Spatialdata - A quick introduction#
This tutorial provides a quick overview over key functionalities of the spatialdata format. This includes
Data modalities
Plotting, and
Visualization in napari image viewers.
For detailed explanations and tutorials, check out the official documentation
Getting started#
In the following, we will just explore the spatialdata format a little more. Note that you should also checkout the official documentation documentation, and especially the tutorials on the spatialdata format
and spatialelements
Modules#
import numpy as np
import shapely
import geopandas
import matplotlib.pyplot as plt
import spatialdata as sd
from spatialdata.models import Image2DModel
import spatialdata_plot
from napari_spatialdata import Interactive
%%capture
spatialdata_plot
Data#
Let’s get a built-in mock dataset from spatialdata
sdata = sd.datasets.blobs(extra_coord_system="second_coordinate_system")
Read/Write#
Spatialdata has a native on-disk format, based on the .zarr standard, that can be used to store the data. De-facto, .zarr stores all data in a directory with subdirectories and specific metadata files. (.zattrs)
path = "/path/to/file/"
# Write spatialdata
sdata.write(path)
# Read spatialdata
sdata = sd.read_zarr(path)
Access attributes#
Let’s explore the structure of the spatialdata object. You can see that the dataset contains multiple attributes
sdata
SpatialData object
├── Images
│ ├── 'blobs_image': DataArray[cyx] (3, 512, 512)

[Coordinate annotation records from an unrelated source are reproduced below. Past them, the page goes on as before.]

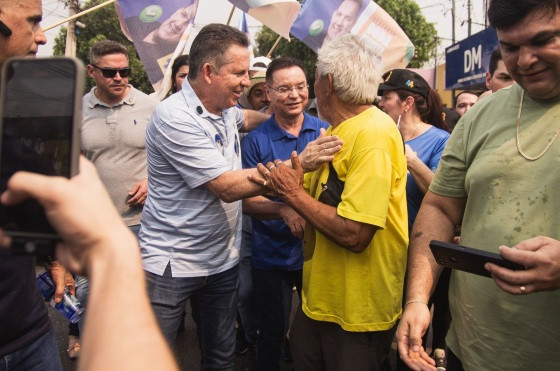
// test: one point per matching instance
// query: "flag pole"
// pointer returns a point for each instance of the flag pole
(230, 14)
(269, 54)
(77, 15)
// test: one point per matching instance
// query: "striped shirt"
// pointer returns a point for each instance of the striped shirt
(183, 223)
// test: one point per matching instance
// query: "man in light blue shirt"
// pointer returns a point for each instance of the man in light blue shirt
(191, 223)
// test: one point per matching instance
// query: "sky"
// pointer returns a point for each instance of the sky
(217, 11)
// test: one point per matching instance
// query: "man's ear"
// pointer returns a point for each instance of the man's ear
(330, 85)
(488, 81)
(90, 71)
(207, 70)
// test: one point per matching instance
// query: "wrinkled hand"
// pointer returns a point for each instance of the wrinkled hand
(138, 193)
(293, 220)
(284, 181)
(541, 256)
(414, 323)
(62, 279)
(319, 151)
(81, 212)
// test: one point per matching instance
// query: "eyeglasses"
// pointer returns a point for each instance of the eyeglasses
(285, 90)
(112, 72)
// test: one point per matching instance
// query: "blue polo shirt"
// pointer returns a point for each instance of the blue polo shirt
(273, 245)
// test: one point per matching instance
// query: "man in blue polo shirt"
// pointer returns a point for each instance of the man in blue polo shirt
(277, 258)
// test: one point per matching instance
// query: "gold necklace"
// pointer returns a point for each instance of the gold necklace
(517, 141)
(413, 132)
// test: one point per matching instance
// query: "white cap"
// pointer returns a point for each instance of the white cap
(259, 60)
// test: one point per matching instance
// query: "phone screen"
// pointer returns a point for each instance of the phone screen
(37, 133)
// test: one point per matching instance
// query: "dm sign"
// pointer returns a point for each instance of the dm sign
(466, 62)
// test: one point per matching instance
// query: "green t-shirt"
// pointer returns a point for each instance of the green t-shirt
(361, 292)
(509, 199)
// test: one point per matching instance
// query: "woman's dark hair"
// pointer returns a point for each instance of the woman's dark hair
(430, 110)
(180, 61)
(504, 14)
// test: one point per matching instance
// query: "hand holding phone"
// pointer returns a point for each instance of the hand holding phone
(468, 259)
(40, 114)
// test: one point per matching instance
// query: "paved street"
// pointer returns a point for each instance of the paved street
(186, 349)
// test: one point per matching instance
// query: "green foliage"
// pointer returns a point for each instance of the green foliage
(104, 24)
(407, 14)
(423, 35)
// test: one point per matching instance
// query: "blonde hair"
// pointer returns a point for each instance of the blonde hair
(354, 67)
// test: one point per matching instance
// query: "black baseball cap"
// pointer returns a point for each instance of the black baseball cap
(403, 79)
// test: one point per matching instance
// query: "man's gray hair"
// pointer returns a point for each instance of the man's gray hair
(354, 67)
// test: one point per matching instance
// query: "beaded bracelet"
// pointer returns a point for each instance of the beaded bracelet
(415, 301)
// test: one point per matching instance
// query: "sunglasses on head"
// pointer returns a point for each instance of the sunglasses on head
(112, 72)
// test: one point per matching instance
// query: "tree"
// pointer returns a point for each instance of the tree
(405, 12)
(104, 24)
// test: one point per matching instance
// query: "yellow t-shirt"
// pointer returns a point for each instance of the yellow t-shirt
(361, 292)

│ └── 'blobs_multiscale_image': DataTree[cyx] (3, 512, 512), (3, 256, 256), (3, 128, 128)
├── Labels
│ ├── 'blobs_labels': DataArray[yx] (512, 512)
│ └── 'blobs_multiscale_labels': DataTree[yx] (512, 512), (256, 256), (128, 128)
├── Points
│ └── 'blobs_points': DataFrame with shape: (<Delayed>, 4) (2D points)
├── Shapes
│ ├── 'blobs_circles': GeoDataFrame shape: (5, 2) (2D shapes)
│ ├── 'blobs_multipolygons': GeoDataFrame shape: (2, 1) (2D shapes)
│ └── 'blobs_polygons': GeoDataFrame shape: (5, 1) (2D shapes)
└── Tables
└── 'table': AnnData (26, 3)
with coordinate systems:
▸ 'global', with elements:
blobs_image (Images), blobs_multiscale_image (Images), blobs_labels (Labels), blobs_multiscale_labels (Labels), blobs_points (Points), blobs_circles (Shapes), blobs_multipolygons (Shapes), blobs_polygons (Shapes)
▸ 'second_coordinate_system', with elements:
blobs_image (Images), blobs_multiscale_image (Images), blobs_labels (Labels), blobs_multiscale_labels (Labels), blobs_points (Points), blobs_circles (Shapes), blobs_multipolygons (Shapes), blobs_polygons (Shapes)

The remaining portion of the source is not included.